[SPARK-40559] Add applyInArrow to pyspark.sql.GroupedData - ASF JIRA

XML

Word

Printable

JSON

Details

Type: New Feature
Status: Resolved
Priority: Major
Resolution: Fixed
Affects Version/s: 3.4.0
Fix Version/s: 4.0.0
Component/s: PySpark
Labels:
- pull-request-available

Description

PySpark allows to transform a DataFrame via Pandas and Arrow API:

def map_arrow(iter: Iterator[pyarrow.RecordBatch]) -> Iterator[pyarrow.RecordBatch]:
    return iter

def map_pandas(iter: Iterator[pandas.DataFrame]) -> Iterator[pandas.DataFrame]:
    return iter

df.mapInArrow(map_arrow, schema="...")
df.mapInPandas(map_pandas, schema="...")

A grouped DataFrame currently supports only the Pandas API:

def apply_pandas(df: pandas.DataFrame) -> pandas.DataFrame:
    return df

df.groupBy("id").applyInPandas(apply_pandas, schema="...")

A similar method for the Arrow API would useful, especially given that Arrow is used by many other libraries.

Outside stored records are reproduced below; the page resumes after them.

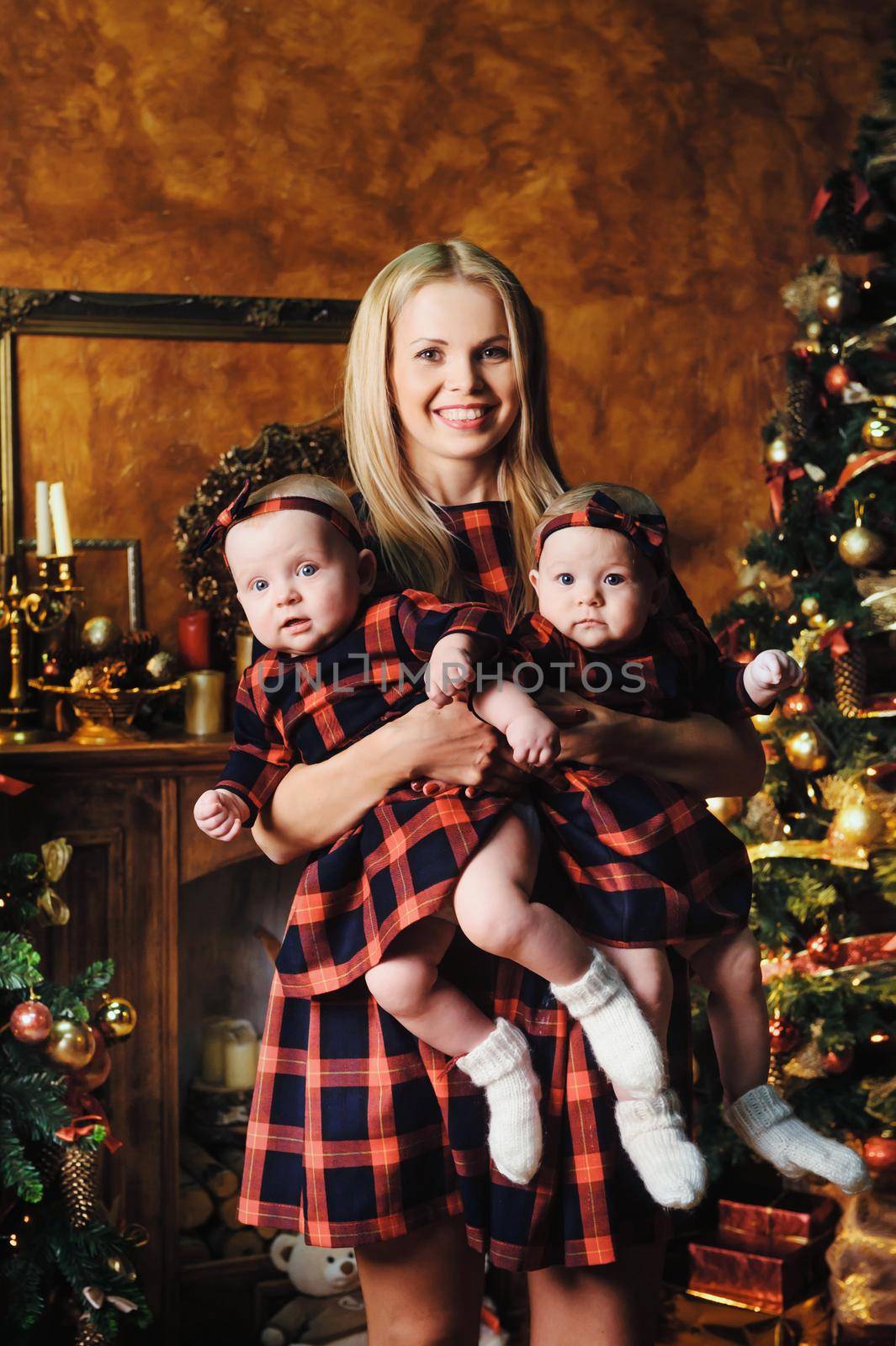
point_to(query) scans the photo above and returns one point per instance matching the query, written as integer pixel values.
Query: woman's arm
(314, 805)
(698, 753)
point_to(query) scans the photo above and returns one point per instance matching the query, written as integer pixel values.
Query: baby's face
(595, 587)
(298, 579)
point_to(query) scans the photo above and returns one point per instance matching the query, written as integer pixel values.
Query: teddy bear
(327, 1307)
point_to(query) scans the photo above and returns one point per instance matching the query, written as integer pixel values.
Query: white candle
(61, 520)
(241, 1057)
(42, 516)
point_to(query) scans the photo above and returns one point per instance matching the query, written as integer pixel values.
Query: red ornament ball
(837, 1062)
(797, 706)
(785, 1036)
(880, 1154)
(822, 948)
(29, 1022)
(837, 379)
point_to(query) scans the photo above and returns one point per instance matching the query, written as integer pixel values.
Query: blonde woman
(359, 1134)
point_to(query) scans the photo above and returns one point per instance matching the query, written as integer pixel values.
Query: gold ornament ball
(879, 430)
(116, 1018)
(765, 722)
(805, 751)
(727, 808)
(100, 634)
(777, 451)
(70, 1043)
(120, 1265)
(857, 824)
(862, 547)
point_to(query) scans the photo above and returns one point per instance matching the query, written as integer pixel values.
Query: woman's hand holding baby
(770, 673)
(220, 813)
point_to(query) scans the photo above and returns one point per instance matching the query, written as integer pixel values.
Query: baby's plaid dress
(359, 1132)
(402, 861)
(649, 861)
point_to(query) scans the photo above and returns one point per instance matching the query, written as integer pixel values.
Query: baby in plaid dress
(651, 866)
(379, 901)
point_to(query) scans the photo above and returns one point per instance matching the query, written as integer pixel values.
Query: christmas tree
(819, 582)
(65, 1271)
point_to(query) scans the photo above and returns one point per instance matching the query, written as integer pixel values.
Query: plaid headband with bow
(237, 511)
(647, 532)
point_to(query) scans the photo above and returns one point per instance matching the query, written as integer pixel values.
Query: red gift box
(768, 1256)
(795, 1215)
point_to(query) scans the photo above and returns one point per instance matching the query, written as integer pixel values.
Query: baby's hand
(770, 673)
(533, 737)
(451, 670)
(220, 813)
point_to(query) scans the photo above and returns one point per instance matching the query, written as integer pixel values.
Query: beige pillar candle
(241, 1056)
(204, 702)
(61, 520)
(42, 518)
(242, 648)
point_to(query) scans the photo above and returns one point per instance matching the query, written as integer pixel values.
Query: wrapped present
(768, 1274)
(702, 1321)
(794, 1215)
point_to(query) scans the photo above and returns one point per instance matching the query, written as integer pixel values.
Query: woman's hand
(449, 746)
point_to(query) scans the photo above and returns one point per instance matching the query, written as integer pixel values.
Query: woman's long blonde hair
(415, 542)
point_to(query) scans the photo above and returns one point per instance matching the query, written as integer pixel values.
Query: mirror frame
(78, 313)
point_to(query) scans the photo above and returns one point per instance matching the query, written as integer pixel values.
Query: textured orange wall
(644, 166)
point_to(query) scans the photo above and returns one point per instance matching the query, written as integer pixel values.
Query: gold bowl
(105, 717)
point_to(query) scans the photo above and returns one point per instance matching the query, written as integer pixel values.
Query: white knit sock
(501, 1065)
(620, 1038)
(653, 1135)
(767, 1124)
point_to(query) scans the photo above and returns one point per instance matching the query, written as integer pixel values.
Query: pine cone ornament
(87, 1333)
(802, 407)
(839, 220)
(851, 677)
(80, 1184)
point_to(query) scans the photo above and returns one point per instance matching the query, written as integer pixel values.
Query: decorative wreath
(278, 451)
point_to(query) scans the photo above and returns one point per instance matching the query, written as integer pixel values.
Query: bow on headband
(238, 509)
(647, 532)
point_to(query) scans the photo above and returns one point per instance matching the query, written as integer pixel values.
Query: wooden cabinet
(128, 813)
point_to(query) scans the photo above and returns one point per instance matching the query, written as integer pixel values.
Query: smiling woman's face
(453, 374)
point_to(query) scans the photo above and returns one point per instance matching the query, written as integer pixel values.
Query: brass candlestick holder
(42, 609)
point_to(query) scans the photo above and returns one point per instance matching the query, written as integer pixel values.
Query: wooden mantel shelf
(172, 754)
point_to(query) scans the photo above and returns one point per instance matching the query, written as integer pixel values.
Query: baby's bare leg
(494, 909)
(651, 1128)
(728, 967)
(408, 986)
(649, 979)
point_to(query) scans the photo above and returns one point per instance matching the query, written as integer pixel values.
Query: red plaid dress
(402, 861)
(650, 863)
(359, 1132)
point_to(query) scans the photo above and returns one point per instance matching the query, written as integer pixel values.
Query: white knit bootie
(501, 1065)
(620, 1038)
(653, 1135)
(767, 1124)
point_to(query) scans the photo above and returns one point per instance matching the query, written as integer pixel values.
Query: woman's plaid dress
(649, 861)
(359, 1132)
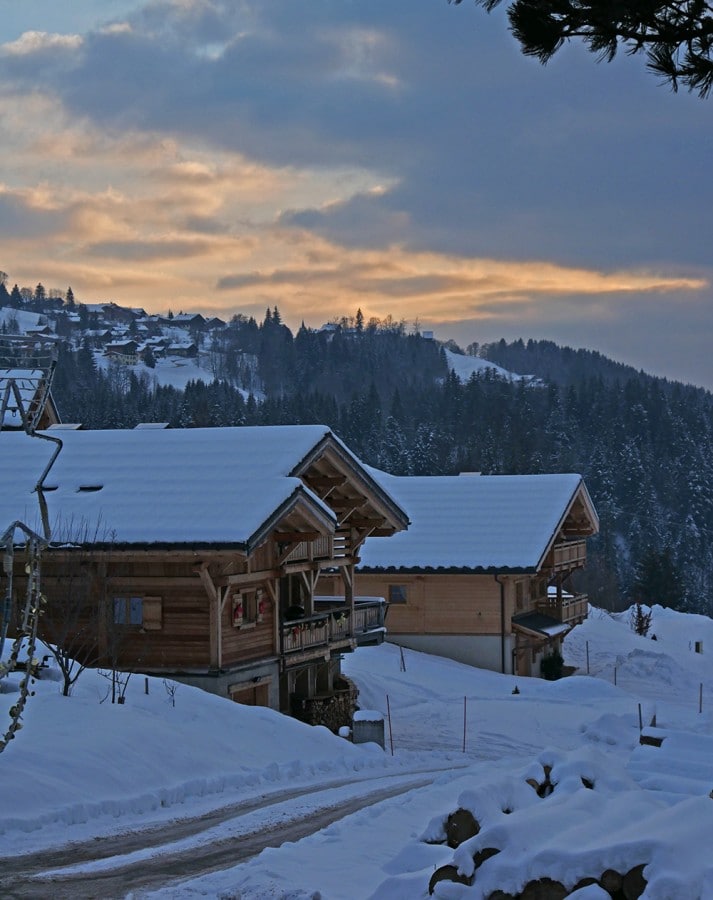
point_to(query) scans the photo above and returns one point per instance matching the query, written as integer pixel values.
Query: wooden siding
(249, 641)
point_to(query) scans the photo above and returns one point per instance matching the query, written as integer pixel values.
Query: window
(398, 593)
(139, 612)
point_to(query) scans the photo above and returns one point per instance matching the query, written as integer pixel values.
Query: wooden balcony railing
(321, 548)
(570, 609)
(336, 626)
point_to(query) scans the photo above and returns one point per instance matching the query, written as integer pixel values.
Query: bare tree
(70, 625)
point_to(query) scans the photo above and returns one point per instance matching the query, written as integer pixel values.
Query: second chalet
(483, 573)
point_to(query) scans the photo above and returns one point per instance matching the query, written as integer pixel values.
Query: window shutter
(153, 613)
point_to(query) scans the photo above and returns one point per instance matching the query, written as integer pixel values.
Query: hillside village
(260, 563)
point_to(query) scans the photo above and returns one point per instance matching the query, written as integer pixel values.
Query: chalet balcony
(569, 609)
(336, 628)
(567, 555)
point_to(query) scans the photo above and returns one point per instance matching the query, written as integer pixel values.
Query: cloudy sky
(401, 157)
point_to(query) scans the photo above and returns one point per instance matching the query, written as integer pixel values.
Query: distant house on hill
(182, 348)
(198, 551)
(480, 574)
(190, 321)
(113, 313)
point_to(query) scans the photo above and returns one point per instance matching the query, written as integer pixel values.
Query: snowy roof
(191, 487)
(475, 523)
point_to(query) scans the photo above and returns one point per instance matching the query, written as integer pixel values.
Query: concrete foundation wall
(483, 651)
(263, 672)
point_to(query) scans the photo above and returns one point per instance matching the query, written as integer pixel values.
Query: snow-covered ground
(82, 768)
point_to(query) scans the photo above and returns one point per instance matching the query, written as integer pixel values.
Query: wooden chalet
(197, 552)
(482, 574)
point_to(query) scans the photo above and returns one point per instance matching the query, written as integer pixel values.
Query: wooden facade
(239, 621)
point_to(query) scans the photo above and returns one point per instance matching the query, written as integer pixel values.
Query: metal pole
(465, 719)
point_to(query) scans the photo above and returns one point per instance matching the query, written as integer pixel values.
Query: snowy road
(138, 863)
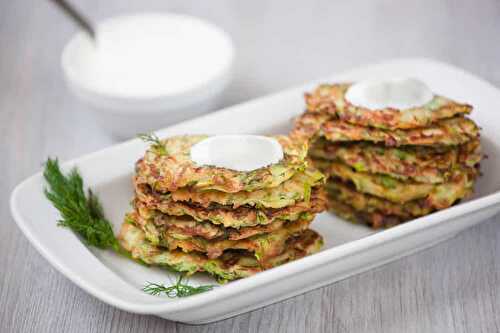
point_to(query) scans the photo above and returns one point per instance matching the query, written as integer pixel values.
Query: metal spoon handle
(77, 17)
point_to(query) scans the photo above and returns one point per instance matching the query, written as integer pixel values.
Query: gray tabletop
(452, 287)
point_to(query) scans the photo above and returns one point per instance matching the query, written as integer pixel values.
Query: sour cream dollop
(399, 93)
(237, 152)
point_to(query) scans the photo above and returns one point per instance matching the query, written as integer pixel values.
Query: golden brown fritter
(375, 220)
(420, 164)
(230, 266)
(264, 245)
(296, 189)
(171, 168)
(438, 196)
(452, 131)
(228, 217)
(330, 98)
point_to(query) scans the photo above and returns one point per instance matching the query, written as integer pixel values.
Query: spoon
(81, 20)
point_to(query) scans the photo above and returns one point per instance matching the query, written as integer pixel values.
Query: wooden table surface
(452, 287)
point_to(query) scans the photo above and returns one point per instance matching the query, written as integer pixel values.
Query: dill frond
(155, 142)
(82, 214)
(179, 289)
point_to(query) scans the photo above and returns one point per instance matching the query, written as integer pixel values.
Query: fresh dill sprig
(82, 214)
(154, 140)
(178, 289)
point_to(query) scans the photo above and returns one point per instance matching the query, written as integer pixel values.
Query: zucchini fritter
(230, 266)
(264, 245)
(172, 168)
(438, 196)
(447, 132)
(296, 189)
(331, 99)
(374, 219)
(420, 164)
(242, 216)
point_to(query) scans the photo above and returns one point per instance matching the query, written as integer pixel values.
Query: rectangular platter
(349, 249)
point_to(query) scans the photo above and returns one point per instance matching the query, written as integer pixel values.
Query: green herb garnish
(84, 215)
(156, 144)
(179, 289)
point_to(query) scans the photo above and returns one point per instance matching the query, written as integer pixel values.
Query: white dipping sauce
(404, 93)
(237, 152)
(149, 55)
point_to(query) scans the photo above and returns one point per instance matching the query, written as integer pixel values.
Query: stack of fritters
(228, 223)
(388, 166)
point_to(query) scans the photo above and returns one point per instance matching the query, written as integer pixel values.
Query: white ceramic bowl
(125, 114)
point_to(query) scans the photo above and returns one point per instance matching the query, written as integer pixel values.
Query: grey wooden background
(453, 287)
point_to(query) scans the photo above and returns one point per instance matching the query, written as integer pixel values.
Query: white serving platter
(349, 249)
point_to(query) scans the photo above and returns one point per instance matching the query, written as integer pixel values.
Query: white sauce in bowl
(149, 55)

An Arrow-based method allows to process the DataFrame with any Arrow-based API, e.g. Polars:

def apply_polars(df: polars.DataFrame) -> polars.DataFrame:
  return df

def apply_arrow(iter: Iterator[pyarrow.RecordBatch]) -> Iterator[pyarrow.RecordBatch]:
  for batch in iter:
    df = polars.from_arrow(pyarrow.Table.from_batches([batch]))
    for b in apply_polars(df).to_arrow().to_batches():
      yield b

df.groupBy("id").applyInArrow(apply_arrow, schema="...")